In the past week, all the corn fields around this little place here have disappeared.  Or, rather, the corn in the fields has disappeared.

First, the dairy farmers finished chopping their silage corn (that is what they say when they are harvesting silage:  "Gotta go chop the corn", so when I say "chop corn" I am always referring to corn cut with some green still in it, to be stored and fed as silage).

field across the street (my hay field in foreground) being chopped

When the farmers chop corn, they drive two tractors, side by side, through the field.  One tractor pulls the chopper, which cuts and shreds the corn stalks, including the ears.  The other pulls the silage wagon, and the chopper has an arm that extends up in the air and blows the silage down into the waiting wagon.  When one silage wagon is full, a farm worker will pull up with an empty wagon to replace it, and the chopping continues with wagons being filled, hauled off to be emptied, then empty ones returned to the field for refilling.  This goes on for hours every day, and days each week for about two weeks, until all the silage is harvested.

empty wagon being pulled up into position alongside the chopper

Then, this past weekend, our own field was harvested.  The farmer who rents it from us does not chop corn, rather he grows corn that is harvested once it is completely dried down.  That corn is taken to the elevator and sold as commodities: either for animal feed or to make corn products for human consumption.  It is harvested by a combine with a corn head on it.  The corn head has big 'teeth' that protrude in front of the combine and go between the rows of corn.  The stalks get cut off, the ears get stripped from the stalk, and inside the combine, the kernels of corn are tumbled off of the cobs.

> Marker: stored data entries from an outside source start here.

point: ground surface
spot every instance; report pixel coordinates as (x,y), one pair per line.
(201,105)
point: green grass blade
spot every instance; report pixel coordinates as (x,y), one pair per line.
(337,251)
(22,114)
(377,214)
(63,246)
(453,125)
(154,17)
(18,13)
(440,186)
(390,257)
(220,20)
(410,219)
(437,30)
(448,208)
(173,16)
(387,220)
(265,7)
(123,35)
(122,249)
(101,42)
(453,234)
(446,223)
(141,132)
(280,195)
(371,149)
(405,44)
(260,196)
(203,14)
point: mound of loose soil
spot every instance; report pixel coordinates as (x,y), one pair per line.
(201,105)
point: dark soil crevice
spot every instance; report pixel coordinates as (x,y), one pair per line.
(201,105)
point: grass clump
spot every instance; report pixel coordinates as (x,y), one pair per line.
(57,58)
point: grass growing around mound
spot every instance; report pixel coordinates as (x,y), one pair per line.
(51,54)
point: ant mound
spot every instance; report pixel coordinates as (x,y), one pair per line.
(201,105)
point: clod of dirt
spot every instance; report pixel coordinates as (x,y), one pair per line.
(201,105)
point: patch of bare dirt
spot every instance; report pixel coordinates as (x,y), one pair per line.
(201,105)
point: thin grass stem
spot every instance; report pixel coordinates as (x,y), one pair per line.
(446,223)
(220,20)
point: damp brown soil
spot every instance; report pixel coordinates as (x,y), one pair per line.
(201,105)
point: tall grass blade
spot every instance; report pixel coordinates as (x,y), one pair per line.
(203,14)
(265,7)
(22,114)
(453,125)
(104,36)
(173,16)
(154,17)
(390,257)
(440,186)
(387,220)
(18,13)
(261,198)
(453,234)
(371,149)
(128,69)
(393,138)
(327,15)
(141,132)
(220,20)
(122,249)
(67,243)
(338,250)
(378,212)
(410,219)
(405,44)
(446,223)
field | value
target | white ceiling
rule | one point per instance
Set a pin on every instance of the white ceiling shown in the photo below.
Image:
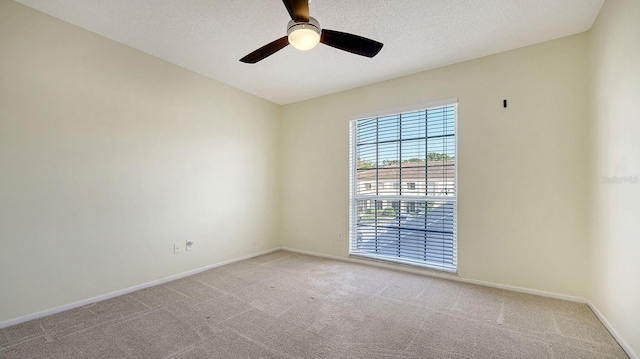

When the combine pulls up the driveway, we say the farmer is here to "take the corn", rather than referring to it as being cut or harvested.  I don't know why; that's just the terminology used in these parts.

taking the corn

corn head more visible in this photo

When the combine is full (about two passes through our field), it is driven up alongside a waiting semi truck with an empty grain trailer (which holds approx. 900-1000 bushels) and the shelled corn is off-loaded through the chute that comes out the top of the combine.

K3 has been enthralled watching the tractors and the combine at work.  Which has made meal times somewhat disruptive lately.